Nesta tríade, o conceito de modernidade é central para a análise proposta.
Tomamos como ponto de partida a definição do crítico literário Marshall Berman
53
(2007). O significado de moderno está na possibilidade de um ambiente que promete
aventura, poder, alegria, crescimento, autotransformação e transformação das coisas em
redor. Esses benefícios, no entanto, não são gratuitos. Ao mesmo tempo, ela é uma
constante ameaça de destruição de tudo o que temos, tudo que sabemos, tudo o que
somos. “A experiência ambiental da modernidade anula todas as fronteiras geográficas e
raciais, de classe e nacionalidade, de religião e ideologia: nesse sentido, pode-se dizer
que a modernidade une a espécie humana” (2007: 24).
O autor estabelece uma divisão de três fases para a modernidade. A primeira
acontece no início do século XVI e vai até o fim do século XVIII. Nela, as pessoas estão
apenas começando a experimentar a vida moderna e não fazem idéia do que as atingiu.

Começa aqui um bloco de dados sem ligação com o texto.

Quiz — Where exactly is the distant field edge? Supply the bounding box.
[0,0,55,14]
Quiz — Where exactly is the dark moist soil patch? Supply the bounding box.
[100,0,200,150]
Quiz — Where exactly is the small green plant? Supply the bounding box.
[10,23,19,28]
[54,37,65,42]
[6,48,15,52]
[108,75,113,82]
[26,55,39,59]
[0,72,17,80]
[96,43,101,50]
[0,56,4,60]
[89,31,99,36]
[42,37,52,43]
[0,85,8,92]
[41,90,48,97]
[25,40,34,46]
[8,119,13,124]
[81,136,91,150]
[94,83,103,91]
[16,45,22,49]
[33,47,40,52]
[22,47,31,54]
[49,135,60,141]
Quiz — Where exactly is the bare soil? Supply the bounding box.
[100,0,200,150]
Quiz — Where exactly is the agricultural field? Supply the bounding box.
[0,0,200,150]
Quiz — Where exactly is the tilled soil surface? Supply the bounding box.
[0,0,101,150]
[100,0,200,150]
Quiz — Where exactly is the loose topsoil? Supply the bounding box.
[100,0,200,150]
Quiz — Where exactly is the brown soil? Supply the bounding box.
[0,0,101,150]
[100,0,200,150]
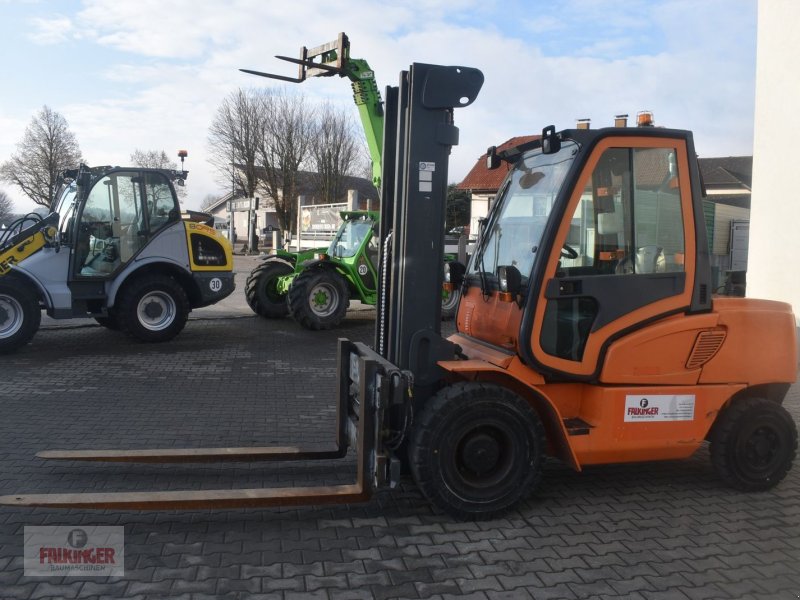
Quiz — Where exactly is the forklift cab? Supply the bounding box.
[458,129,710,379]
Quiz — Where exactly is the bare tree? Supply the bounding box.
[311,104,363,203]
[258,91,314,231]
[131,148,186,202]
[208,88,266,197]
[0,106,81,208]
[0,190,14,221]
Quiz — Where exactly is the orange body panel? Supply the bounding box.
[700,298,797,385]
[456,287,522,350]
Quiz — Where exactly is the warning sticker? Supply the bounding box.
[625,394,695,422]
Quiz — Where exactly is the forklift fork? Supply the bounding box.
[0,339,406,510]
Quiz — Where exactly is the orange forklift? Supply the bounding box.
[0,63,797,519]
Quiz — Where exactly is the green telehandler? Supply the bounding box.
[241,33,459,330]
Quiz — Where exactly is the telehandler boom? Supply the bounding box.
[0,64,797,519]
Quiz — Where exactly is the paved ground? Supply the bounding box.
[0,259,800,600]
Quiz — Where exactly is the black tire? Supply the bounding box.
[442,290,461,321]
[244,260,294,319]
[710,398,797,492]
[117,275,189,342]
[0,278,42,354]
[94,311,121,331]
[289,269,348,330]
[409,383,545,520]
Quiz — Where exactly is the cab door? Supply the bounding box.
[531,136,696,379]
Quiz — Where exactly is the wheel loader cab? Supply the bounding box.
[458,129,710,379]
[62,170,180,279]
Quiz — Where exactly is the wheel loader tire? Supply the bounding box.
[244,260,294,319]
[289,269,348,330]
[442,290,461,321]
[118,275,189,342]
[0,278,42,354]
[409,382,545,520]
[710,398,797,492]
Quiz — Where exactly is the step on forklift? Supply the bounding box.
[0,162,234,353]
[0,64,797,519]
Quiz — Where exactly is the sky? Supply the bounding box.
[0,0,757,212]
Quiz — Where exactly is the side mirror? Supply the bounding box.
[444,260,467,289]
[497,265,522,302]
[542,125,561,154]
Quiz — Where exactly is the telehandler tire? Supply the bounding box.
[289,269,348,330]
[710,398,797,492]
[244,260,294,319]
[409,382,546,520]
[118,275,189,342]
[442,290,461,321]
[0,277,42,354]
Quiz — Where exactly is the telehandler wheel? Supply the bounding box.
[244,260,294,319]
[409,382,545,520]
[442,290,461,320]
[289,269,348,329]
[711,398,797,492]
[118,275,189,342]
[0,278,42,354]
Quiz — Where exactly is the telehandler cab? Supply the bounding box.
[0,162,234,353]
[0,64,797,519]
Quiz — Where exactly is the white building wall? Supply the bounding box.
[747,0,800,315]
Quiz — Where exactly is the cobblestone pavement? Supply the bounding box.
[0,264,800,600]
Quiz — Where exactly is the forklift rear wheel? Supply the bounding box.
[244,260,294,319]
[0,280,42,354]
[442,290,461,320]
[711,398,797,492]
[119,275,189,342]
[289,269,347,329]
[409,382,545,519]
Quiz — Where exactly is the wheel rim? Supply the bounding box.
[308,283,339,317]
[439,420,524,502]
[0,295,24,338]
[136,291,177,331]
[736,422,783,481]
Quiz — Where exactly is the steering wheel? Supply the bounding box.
[561,244,578,259]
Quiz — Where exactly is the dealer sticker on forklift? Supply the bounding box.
[625,394,695,422]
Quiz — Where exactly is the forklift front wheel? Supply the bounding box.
[0,278,42,354]
[118,275,189,342]
[409,382,545,520]
[711,398,797,492]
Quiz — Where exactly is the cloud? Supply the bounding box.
[28,16,74,45]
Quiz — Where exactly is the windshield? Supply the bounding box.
[328,216,373,258]
[469,141,578,282]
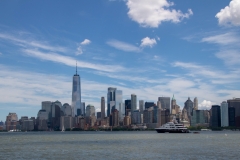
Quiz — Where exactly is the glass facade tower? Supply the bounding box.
[72,66,81,116]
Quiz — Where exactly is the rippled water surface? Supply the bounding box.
[0,131,240,160]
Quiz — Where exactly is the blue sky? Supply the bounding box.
[0,0,240,121]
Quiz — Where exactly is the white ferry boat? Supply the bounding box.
[155,117,189,133]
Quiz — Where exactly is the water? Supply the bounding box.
[0,131,240,160]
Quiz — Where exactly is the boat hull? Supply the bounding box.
[155,129,189,133]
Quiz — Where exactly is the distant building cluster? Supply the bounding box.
[0,70,240,131]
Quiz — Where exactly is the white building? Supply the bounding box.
[86,104,95,117]
[220,101,229,127]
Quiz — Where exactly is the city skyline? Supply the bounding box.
[0,0,240,121]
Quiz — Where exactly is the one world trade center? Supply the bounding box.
[72,65,81,117]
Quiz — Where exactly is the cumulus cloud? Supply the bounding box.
[107,40,140,52]
[202,32,240,45]
[215,50,240,65]
[81,39,91,45]
[76,46,83,55]
[215,0,240,26]
[140,37,157,48]
[198,100,214,110]
[75,39,91,55]
[126,0,193,28]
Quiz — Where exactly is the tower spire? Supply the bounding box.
[76,61,77,75]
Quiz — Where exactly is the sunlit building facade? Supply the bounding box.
[72,67,82,116]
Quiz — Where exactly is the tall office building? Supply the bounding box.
[72,66,82,116]
[101,97,105,119]
[228,107,236,127]
[139,100,145,114]
[211,105,221,127]
[158,97,171,110]
[81,102,86,117]
[157,101,162,109]
[184,97,193,120]
[171,95,177,114]
[107,87,117,117]
[51,101,64,130]
[86,104,95,117]
[131,94,137,112]
[131,94,137,123]
[227,98,240,127]
[145,102,155,109]
[221,101,229,127]
[125,99,131,116]
[115,90,122,114]
[193,97,198,110]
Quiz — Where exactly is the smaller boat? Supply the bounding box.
[155,117,189,133]
[193,131,200,134]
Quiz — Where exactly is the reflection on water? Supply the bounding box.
[0,131,240,160]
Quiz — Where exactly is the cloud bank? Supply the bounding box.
[215,0,240,26]
[140,37,157,48]
[126,0,193,28]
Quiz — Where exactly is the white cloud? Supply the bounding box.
[140,37,157,47]
[198,100,215,110]
[215,0,240,26]
[172,62,240,84]
[0,33,68,52]
[216,50,240,65]
[126,0,193,27]
[23,49,124,72]
[76,46,83,55]
[107,40,141,52]
[202,32,240,45]
[81,39,91,45]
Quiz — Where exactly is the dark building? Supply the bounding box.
[158,97,170,110]
[125,99,131,116]
[97,112,101,119]
[145,102,156,109]
[107,87,117,117]
[184,97,193,120]
[211,105,221,127]
[228,107,236,127]
[51,101,64,130]
[161,109,170,125]
[227,98,240,127]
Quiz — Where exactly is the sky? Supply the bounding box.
[0,0,240,121]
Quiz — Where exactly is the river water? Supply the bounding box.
[0,131,240,160]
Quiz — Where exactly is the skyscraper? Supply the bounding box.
[221,101,229,127]
[81,102,86,117]
[139,100,145,114]
[131,94,137,112]
[184,97,193,120]
[125,99,131,116]
[101,97,105,119]
[211,105,221,127]
[72,65,82,116]
[145,102,155,109]
[171,95,177,114]
[227,98,240,127]
[107,87,117,117]
[158,97,170,110]
[131,94,137,123]
[193,97,198,110]
[115,90,122,113]
[86,104,95,117]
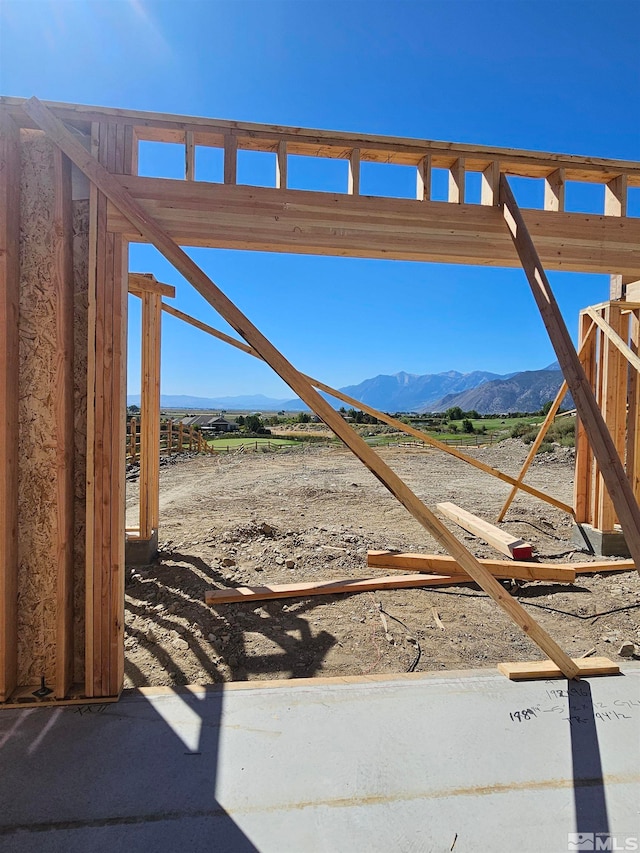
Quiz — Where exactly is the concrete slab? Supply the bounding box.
[0,663,640,853]
[124,530,158,566]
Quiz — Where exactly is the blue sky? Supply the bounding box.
[0,0,640,398]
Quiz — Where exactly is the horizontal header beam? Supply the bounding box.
[0,96,640,187]
[107,176,640,277]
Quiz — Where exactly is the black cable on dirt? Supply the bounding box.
[376,601,422,672]
[418,587,640,620]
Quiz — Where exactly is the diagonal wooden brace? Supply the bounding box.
[23,98,579,678]
[500,175,640,572]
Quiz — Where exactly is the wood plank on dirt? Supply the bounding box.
[498,658,620,681]
[204,574,471,605]
[367,551,576,583]
[23,98,579,678]
[437,501,533,560]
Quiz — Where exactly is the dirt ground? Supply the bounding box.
[125,439,640,687]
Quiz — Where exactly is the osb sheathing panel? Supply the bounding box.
[73,199,89,683]
[18,130,71,685]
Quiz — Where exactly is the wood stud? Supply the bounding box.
[544,169,565,212]
[276,139,287,190]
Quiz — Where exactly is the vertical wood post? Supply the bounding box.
[0,114,20,701]
[140,291,162,539]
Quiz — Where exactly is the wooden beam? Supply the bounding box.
[571,560,636,575]
[204,574,471,607]
[604,175,628,216]
[0,114,20,702]
[140,293,162,539]
[24,98,578,678]
[416,154,431,201]
[128,272,176,299]
[573,312,596,524]
[437,501,533,560]
[544,169,565,211]
[224,134,238,184]
[480,160,500,207]
[500,176,640,570]
[498,658,620,681]
[586,302,635,531]
[347,148,360,195]
[367,551,576,583]
[162,303,573,515]
[447,157,464,204]
[276,139,287,190]
[626,309,640,501]
[496,323,595,523]
[52,141,75,699]
[108,175,640,278]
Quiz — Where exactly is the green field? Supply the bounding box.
[207,437,300,450]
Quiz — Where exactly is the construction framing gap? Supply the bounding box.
[24,98,596,678]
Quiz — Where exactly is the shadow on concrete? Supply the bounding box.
[567,681,609,834]
[0,688,257,853]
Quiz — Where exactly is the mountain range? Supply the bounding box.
[127,362,573,414]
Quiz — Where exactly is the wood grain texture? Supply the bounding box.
[498,658,620,681]
[109,177,640,278]
[500,176,640,570]
[438,501,532,560]
[0,115,20,702]
[162,304,573,515]
[24,98,578,678]
[367,551,576,583]
[18,131,74,698]
[204,574,471,607]
[0,96,640,187]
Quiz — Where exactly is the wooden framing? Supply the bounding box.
[437,501,532,560]
[496,323,594,523]
[24,98,584,678]
[0,114,20,702]
[574,301,640,533]
[0,98,640,701]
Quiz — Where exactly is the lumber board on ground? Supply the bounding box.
[573,312,597,524]
[496,323,595,523]
[367,551,576,583]
[571,560,636,575]
[23,98,578,678]
[162,303,573,515]
[500,175,640,571]
[437,501,533,560]
[498,658,620,681]
[102,174,640,277]
[0,114,20,702]
[17,130,74,698]
[204,573,471,605]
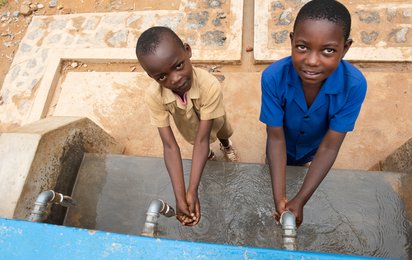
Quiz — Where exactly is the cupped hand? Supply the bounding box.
[286,198,304,227]
[186,191,200,226]
[176,200,193,225]
[273,199,288,224]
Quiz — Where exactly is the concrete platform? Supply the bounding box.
[64,154,412,259]
[0,117,124,219]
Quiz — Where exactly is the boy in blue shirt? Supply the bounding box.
[260,0,366,226]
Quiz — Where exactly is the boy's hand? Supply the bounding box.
[286,198,305,227]
[273,199,288,224]
[176,200,193,225]
[186,191,200,226]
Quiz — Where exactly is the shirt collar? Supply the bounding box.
[289,61,344,94]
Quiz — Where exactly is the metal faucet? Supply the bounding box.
[280,211,297,250]
[29,190,76,222]
[142,199,175,237]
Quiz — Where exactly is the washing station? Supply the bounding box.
[0,117,412,258]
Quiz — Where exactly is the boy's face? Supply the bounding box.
[290,19,352,88]
[140,38,193,96]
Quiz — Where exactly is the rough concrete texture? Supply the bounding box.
[254,0,412,62]
[374,139,412,173]
[0,117,123,219]
[0,0,243,130]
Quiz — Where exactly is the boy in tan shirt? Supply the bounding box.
[136,26,238,225]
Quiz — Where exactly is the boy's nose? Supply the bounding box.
[306,51,319,67]
[170,73,182,85]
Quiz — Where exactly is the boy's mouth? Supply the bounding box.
[302,70,321,79]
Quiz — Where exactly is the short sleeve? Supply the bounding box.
[259,70,284,127]
[329,76,367,132]
[144,86,170,127]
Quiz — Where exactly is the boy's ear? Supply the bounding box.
[183,43,192,58]
[342,38,353,58]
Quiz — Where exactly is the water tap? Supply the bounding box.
[280,211,297,250]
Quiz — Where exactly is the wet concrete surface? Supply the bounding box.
[64,154,412,258]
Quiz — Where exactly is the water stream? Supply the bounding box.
[65,154,412,258]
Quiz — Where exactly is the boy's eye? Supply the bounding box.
[323,48,335,54]
[176,62,183,70]
[296,45,306,51]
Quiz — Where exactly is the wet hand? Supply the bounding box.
[186,191,200,226]
[286,198,305,227]
[176,201,193,225]
[273,199,287,225]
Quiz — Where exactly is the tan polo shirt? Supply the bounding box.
[145,67,233,144]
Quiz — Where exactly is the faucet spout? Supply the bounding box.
[280,211,297,250]
[142,199,175,237]
[29,190,76,222]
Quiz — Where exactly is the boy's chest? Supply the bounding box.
[165,98,200,116]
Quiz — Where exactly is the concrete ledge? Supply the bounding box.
[0,219,370,259]
[0,117,123,219]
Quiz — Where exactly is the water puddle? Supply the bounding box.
[65,154,412,258]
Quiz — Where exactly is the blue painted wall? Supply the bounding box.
[0,218,386,259]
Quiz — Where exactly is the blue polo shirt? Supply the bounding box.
[259,57,366,164]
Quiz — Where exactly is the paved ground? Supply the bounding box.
[0,0,412,169]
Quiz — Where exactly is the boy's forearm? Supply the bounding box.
[188,120,213,193]
[267,127,286,205]
[295,131,345,205]
[188,140,209,193]
[164,147,186,201]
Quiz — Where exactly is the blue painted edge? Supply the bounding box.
[0,218,386,259]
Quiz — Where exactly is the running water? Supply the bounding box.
[65,154,412,258]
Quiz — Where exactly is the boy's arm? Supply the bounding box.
[266,125,287,221]
[158,126,193,224]
[286,129,346,226]
[187,119,213,225]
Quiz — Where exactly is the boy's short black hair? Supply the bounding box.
[293,0,351,41]
[136,26,184,59]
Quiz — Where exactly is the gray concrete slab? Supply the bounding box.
[65,154,412,259]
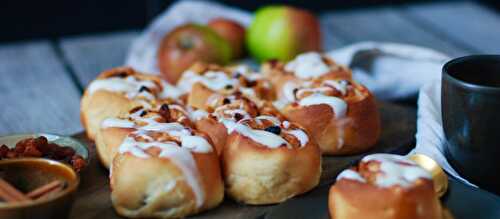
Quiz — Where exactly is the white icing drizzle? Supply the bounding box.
[361,154,432,187]
[214,106,250,134]
[239,87,257,97]
[282,121,290,129]
[278,81,299,102]
[188,109,208,121]
[285,129,309,147]
[323,80,348,95]
[102,104,213,207]
[285,52,330,79]
[177,71,238,92]
[299,93,347,118]
[234,123,288,148]
[87,76,158,100]
[158,80,184,99]
[119,136,205,207]
[255,115,281,126]
[101,118,135,128]
[337,169,366,183]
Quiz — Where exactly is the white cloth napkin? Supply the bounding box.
[126,0,468,186]
[125,0,252,74]
[328,42,449,99]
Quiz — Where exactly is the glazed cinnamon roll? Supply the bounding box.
[108,104,224,218]
[261,52,352,99]
[221,115,321,205]
[177,63,275,110]
[95,100,192,168]
[275,76,380,155]
[80,67,179,140]
[328,154,443,219]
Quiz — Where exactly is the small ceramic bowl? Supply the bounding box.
[0,133,90,171]
[0,158,80,219]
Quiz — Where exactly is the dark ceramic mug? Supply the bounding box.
[441,55,500,194]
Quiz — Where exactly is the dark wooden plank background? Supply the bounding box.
[0,41,82,134]
[0,2,500,142]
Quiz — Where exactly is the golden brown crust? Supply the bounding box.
[80,67,163,140]
[261,59,352,98]
[328,179,442,219]
[222,127,321,205]
[111,149,224,218]
[282,84,381,155]
[80,90,140,140]
[195,117,228,155]
[95,127,134,169]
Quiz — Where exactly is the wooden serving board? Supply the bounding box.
[70,102,416,219]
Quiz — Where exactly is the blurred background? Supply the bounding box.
[0,0,500,41]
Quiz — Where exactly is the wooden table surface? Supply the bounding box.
[0,2,500,135]
[0,2,500,218]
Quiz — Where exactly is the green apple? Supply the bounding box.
[246,6,321,61]
[208,18,245,59]
[157,24,231,83]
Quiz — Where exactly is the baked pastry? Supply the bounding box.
[190,92,259,154]
[109,104,224,218]
[328,154,443,219]
[221,115,321,205]
[177,63,275,111]
[275,76,380,155]
[80,67,183,140]
[262,52,380,155]
[261,52,352,99]
[95,100,192,168]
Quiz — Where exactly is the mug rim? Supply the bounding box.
[442,54,500,93]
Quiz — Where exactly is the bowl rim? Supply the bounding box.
[0,158,80,210]
[0,132,90,163]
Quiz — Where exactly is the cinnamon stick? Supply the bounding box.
[0,178,30,202]
[26,180,63,199]
[38,184,63,199]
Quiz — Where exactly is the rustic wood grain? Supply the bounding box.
[0,41,82,135]
[321,7,467,56]
[407,1,500,53]
[60,31,139,87]
[70,103,416,219]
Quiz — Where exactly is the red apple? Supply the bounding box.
[246,6,321,61]
[157,24,231,84]
[208,18,245,58]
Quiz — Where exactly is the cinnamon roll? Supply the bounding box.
[328,154,444,219]
[261,52,352,99]
[177,63,275,110]
[80,67,180,140]
[108,104,224,218]
[95,100,189,168]
[275,79,380,155]
[221,115,321,205]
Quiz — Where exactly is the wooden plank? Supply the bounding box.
[60,31,138,87]
[319,16,347,51]
[0,41,82,135]
[70,102,416,219]
[407,1,500,53]
[322,7,467,56]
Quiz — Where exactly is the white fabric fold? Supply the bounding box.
[126,0,472,185]
[328,42,449,99]
[125,0,252,74]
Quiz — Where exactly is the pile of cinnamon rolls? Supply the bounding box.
[81,53,380,218]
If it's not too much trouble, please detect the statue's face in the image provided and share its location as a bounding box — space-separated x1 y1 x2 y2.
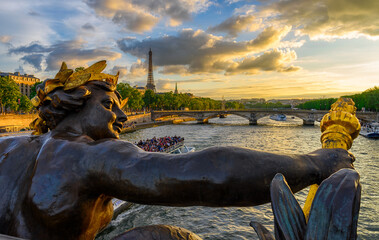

A segunda fase começa com a grande onda revolucionária de 1790, principalmente com
a Revolução Francesa (1789), marco da expansão e difusão para todo o Ocidente de
idéias como liberdade e igualdade. Finalmente, com a entrada do século XX, Berman
percebe a terceira e última fase, quando o processo de modernização se expande a ponto
de abarcar virtualmente o mundo todo, e a cultura mundial culmina com o modernismo
em desenvolvimento, atingindo espetaculares triunfos na arte e no pensamento.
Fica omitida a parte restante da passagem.